Others such as members of Boston’s notorious sports talk radio clique joined in this refrain. The same was true for a recent ESPN story that crowned the winners and losers of free agency in various categories. What that story showed, however, is that the Patriots triggered a wide range of reactions: while some criticized them, others were pleased to see them proactively try to rebuild a roster that has not lived up to its end of the bargain in 2020.
ESPN’s Patriots beat writer, Mike Reiss, wrote the following, for example:
It’s a balance between “Are they smarter than the rest of the NFL?” and “Will they regret straying so far from the draft/develop/re-sign philosophy that has proved to be the best approach for sustainable success?” I understand their strategy: The cap goes down, better in-their-prime players hit the market because of it, there’s less competition to sign them, their cap space is abundant and the future cap is going to spike. So in the end, I give Belichick the benefit of the doubt. He has earned it.
Others echoed those remarks. Matt Bowen called the Patriots’ additions of tight ends Jonnu Smith and Hunter Henry the best signings of free agency, while Seth Walder and Kevin Seifert named them the most improved team. Field Yates labeled New England as a “decidedly more talented team” than it was before free agency.
While those remarks were positive, others were less than pleased. Mike Clay, for example, named the Patriots when asked about free agency’s most head-scratching move:
The Patriots overpaying role-playing wide receivers. Nelson Agholor and Kendrick Bourne are fine No. 3 or No. 4 options on most teams. But New England seemed to misjudge a soft wide receiver market by committing $16 million to the inconsistent Agholor (more than Will Fuller V and Marvin Jones Jr. earned, among others) and $5 million to Bourne (more than John Brown, Breshad Perriman and Tyrell Williams agreed to, among others).
The wide receiver additions, in particular that of Nelson Agholor, were popular targets for those critical of New England’s investments. Others include the inactivity at quarterback outside of re-signing Cam Newton before the start of free agency week.
So, which perspective is the more reasonable one?

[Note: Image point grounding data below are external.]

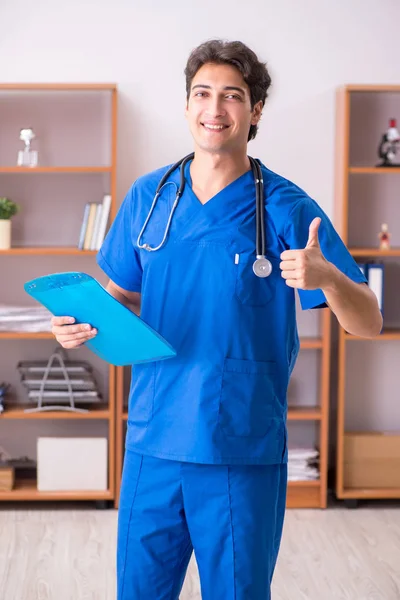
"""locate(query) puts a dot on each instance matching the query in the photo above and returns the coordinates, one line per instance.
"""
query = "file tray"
(122, 338)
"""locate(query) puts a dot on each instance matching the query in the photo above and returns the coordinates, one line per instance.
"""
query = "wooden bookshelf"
(300, 494)
(68, 167)
(47, 250)
(361, 117)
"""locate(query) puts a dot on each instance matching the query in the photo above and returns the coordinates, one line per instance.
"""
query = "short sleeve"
(332, 247)
(118, 256)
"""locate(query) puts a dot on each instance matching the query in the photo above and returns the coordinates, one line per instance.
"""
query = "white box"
(65, 464)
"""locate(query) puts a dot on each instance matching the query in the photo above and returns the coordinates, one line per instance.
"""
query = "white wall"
(311, 46)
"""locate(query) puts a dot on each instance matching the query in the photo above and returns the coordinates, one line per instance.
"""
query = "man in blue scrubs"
(206, 447)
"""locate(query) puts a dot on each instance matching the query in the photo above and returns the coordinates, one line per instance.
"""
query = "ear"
(256, 113)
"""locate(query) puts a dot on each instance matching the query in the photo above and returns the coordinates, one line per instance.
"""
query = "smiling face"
(219, 109)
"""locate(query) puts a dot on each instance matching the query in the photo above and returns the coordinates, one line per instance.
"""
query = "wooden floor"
(338, 554)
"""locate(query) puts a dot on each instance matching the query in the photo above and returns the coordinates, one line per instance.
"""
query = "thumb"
(313, 240)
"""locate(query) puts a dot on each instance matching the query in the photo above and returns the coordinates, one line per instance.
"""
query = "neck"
(212, 172)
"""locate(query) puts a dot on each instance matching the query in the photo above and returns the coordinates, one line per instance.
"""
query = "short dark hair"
(238, 55)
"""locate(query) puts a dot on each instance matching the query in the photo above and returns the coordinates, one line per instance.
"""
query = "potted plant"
(8, 209)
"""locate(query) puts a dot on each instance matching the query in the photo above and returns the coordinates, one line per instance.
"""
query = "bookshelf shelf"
(42, 170)
(49, 250)
(374, 252)
(17, 335)
(302, 413)
(311, 343)
(362, 206)
(371, 493)
(26, 490)
(373, 170)
(76, 125)
(95, 412)
(387, 334)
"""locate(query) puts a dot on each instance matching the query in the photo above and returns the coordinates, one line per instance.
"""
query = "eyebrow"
(226, 88)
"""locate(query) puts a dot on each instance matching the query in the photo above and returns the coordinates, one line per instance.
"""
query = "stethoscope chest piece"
(262, 267)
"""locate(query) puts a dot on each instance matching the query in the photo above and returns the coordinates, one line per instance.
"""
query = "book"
(90, 225)
(105, 212)
(376, 280)
(84, 226)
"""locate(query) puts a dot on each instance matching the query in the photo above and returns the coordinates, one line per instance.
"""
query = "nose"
(215, 107)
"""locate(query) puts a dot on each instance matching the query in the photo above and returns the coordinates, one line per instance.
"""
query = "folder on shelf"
(122, 338)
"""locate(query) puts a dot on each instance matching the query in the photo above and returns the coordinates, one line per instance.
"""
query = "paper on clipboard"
(122, 338)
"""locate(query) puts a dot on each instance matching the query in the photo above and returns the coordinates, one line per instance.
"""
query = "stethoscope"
(262, 267)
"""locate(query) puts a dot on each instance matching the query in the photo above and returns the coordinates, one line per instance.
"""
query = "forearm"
(354, 305)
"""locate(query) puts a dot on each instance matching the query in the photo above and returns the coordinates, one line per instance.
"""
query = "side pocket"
(141, 398)
(248, 399)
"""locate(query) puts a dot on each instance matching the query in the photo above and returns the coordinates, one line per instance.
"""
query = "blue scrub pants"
(232, 516)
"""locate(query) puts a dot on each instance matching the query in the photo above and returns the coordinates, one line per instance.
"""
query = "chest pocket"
(252, 290)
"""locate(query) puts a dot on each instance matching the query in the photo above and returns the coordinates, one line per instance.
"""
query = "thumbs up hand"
(306, 269)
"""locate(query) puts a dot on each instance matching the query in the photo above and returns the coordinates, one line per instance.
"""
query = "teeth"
(214, 126)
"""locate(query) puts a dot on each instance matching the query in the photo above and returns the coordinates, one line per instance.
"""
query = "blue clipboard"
(122, 338)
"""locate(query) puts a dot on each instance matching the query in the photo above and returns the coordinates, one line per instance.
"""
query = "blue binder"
(122, 338)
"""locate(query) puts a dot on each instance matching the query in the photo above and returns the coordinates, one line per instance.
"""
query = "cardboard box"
(72, 464)
(371, 460)
(6, 478)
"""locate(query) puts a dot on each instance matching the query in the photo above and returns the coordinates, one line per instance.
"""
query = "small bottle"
(384, 237)
(27, 157)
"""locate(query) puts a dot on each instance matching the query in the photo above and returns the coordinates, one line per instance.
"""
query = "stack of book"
(94, 224)
(59, 384)
(303, 464)
(24, 318)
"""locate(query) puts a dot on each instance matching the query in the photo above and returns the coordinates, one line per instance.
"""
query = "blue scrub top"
(222, 399)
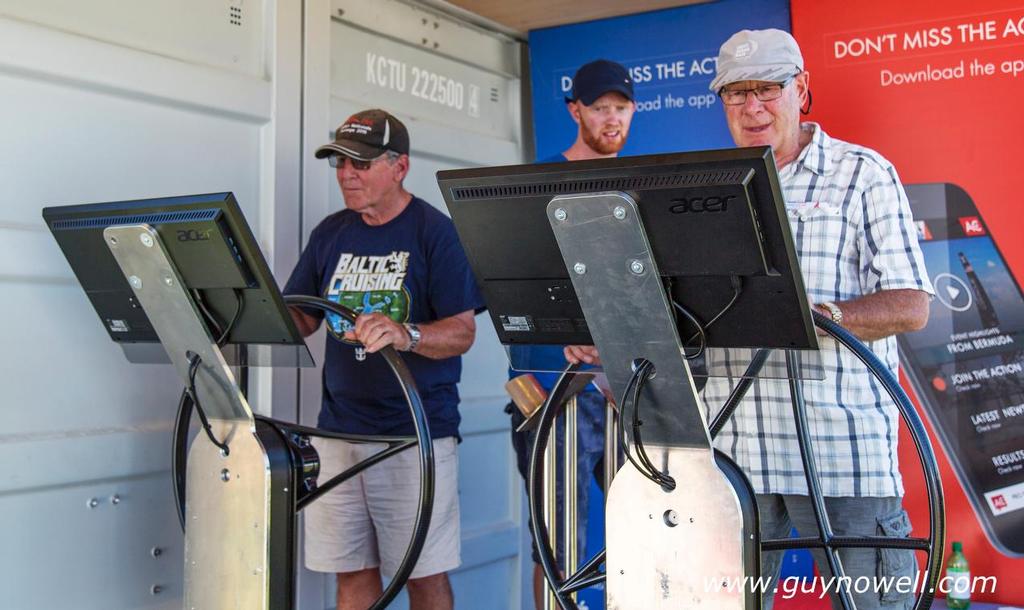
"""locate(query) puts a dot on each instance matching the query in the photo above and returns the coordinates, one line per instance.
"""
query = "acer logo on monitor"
(697, 205)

That is hard to say in early April and with the draft as a major complementary tool to add talent only happening later this month. One point of view is this one, however: The Patriots knew that needed to add to their roster, and that this year’s free agency presented a unique opportunity to do just that — not only considering that they had more cap space than all but two other clubs.
Robert Kraft said so himself.
“We had the ... third-most cap room at the start of free agency. This year, instead of having 10 or 12 teams competing for most of the top players, there were only two or three,” he pointed out.

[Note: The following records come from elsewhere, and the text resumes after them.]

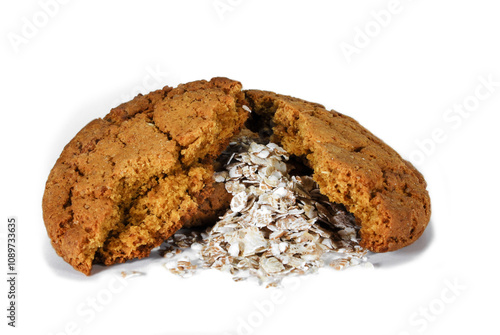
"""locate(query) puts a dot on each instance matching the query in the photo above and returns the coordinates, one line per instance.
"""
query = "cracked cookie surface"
(386, 194)
(125, 183)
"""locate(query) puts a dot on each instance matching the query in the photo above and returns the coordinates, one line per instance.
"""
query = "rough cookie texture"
(386, 194)
(127, 182)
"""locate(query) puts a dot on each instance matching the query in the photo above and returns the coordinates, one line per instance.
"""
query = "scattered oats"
(277, 224)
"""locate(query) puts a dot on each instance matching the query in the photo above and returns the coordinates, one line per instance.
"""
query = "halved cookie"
(127, 182)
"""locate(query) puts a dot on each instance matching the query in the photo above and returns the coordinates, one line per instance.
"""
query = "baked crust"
(127, 182)
(386, 193)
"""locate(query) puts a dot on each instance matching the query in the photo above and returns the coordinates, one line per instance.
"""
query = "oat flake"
(277, 224)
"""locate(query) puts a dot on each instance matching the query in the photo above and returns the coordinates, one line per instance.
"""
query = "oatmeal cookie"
(127, 182)
(386, 193)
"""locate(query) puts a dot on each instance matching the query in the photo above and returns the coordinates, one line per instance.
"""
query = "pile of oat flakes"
(277, 225)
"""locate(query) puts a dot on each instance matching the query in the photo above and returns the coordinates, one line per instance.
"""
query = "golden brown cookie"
(386, 194)
(127, 182)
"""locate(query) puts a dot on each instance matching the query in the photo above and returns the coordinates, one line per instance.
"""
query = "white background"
(427, 57)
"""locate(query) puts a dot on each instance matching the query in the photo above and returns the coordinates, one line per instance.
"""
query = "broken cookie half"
(129, 181)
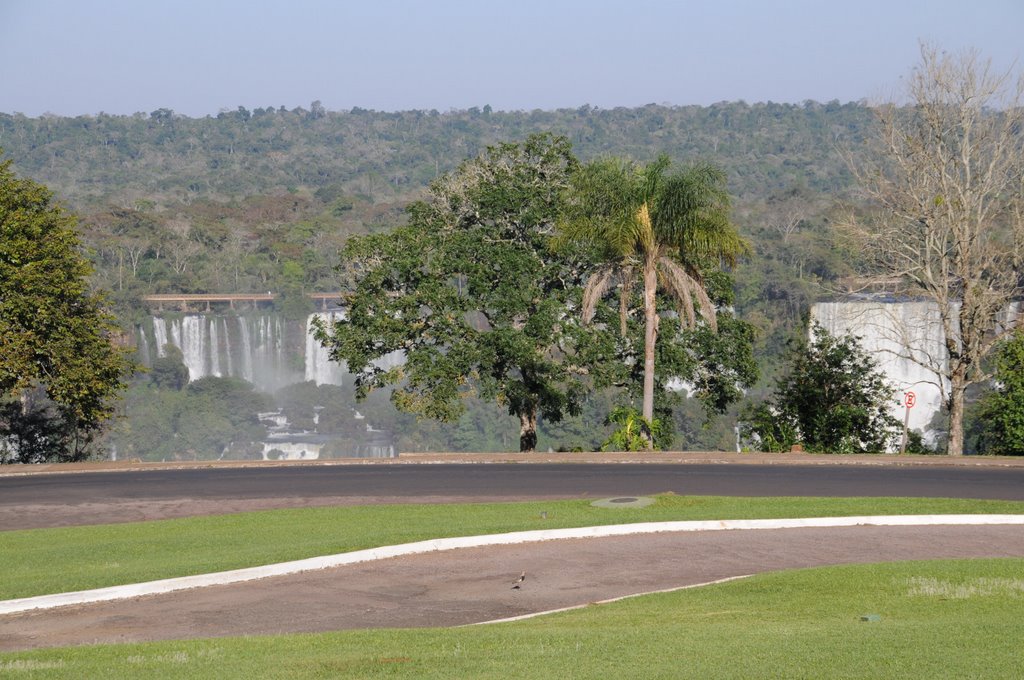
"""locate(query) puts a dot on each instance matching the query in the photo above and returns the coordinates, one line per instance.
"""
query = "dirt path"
(474, 585)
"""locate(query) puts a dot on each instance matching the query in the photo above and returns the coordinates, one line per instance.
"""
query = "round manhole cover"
(624, 502)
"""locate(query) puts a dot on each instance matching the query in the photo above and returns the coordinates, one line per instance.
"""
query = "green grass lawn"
(52, 560)
(943, 619)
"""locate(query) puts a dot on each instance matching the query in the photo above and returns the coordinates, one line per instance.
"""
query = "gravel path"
(475, 585)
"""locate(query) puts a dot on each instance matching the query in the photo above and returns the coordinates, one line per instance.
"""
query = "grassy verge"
(937, 619)
(51, 560)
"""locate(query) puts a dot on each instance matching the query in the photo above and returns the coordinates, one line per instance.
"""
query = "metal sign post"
(909, 398)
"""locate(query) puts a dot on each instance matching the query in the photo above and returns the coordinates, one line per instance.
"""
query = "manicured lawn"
(51, 560)
(936, 619)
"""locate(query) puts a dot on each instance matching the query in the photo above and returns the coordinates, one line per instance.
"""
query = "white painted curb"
(284, 568)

The players brought in can be questioned to a certain degree, but the approach itself was a sound one. The Patriots had money, and they spent it. And while their aggressiveness may seem uncharacteristic, it was not according to head coach/general manager Bill Belichick.
“I don’t know how we could be any more aggressive than we were for the last five years — I’m talking about the ‘14 to ‘18 period, well I’ll throw last year in there, too,” he said during his end-of-season press conference in early January. “I would say we’re always trying to be aggressive. We’re always trying to improve the team in any way we can, whether that’s a play, a technique, a personnel decision, whatever it is, and we evaluate every single thing that we do.”
New England’s aggressiveness did not stop with its first losing season in 2020. Quite the opposite, actually. And while some were not happy with that, the fact remains that Belichick and company will try to take advantage of the market whenever they can to try to improve the depth and talent of their team. Last month was no different.
Will it pay off? That remains to be seen, but as Mike Reiss and Robert Kraft himself pointed out: Belichick has earned the benefit of the doubt.